Finetune pre-trained ESM2 in BioNeMo with LoRA#

This section introduces an extension of BioNeMo fine-tuning of ESM2 models with Low-Rank Adaptation (LoRA).

LoRA is a parameter-efficient approach to adapt large pre-trained language to downstream tasks. LoRA addresses some of the drawbacks of full fine-tuning by freezing the pre-trained model weights and injecting trainable rank decomposition matrices into each layer of the Transformer architecture. Instead of fine-tuning all the weights that constitute the weight matrix of the pre-trained large language model, two smaller matrices that approximate this larger matrix are fine-tuned. These matrices constitute the LoRA adapter.

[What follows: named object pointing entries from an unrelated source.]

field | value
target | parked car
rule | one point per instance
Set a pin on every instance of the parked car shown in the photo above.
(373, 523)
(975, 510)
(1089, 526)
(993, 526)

This approach drastically reduces the number of trainable parameters, making finetuning more efficient and less prone to overfitting, especially when the target task has limited data.

Setup#

Before diving in, ensure you have all necessary prerequisites. If this is your first time using BioNeMo, we recommend following the quickstart guide first.

All commands should be executed inside the BioNeMo docker container.

Finetune ESM2 model in BioNeMo#

Finetuning Configuration#

BioNeMo framework supports easy fine-tuning on downstream tasks by loading the pretrained model that can be frozen or unfrozen and adding a task-specific head. BioNeMo also provides example config files for downstream task fine-tuning of ESM2 on some FLIP tasks.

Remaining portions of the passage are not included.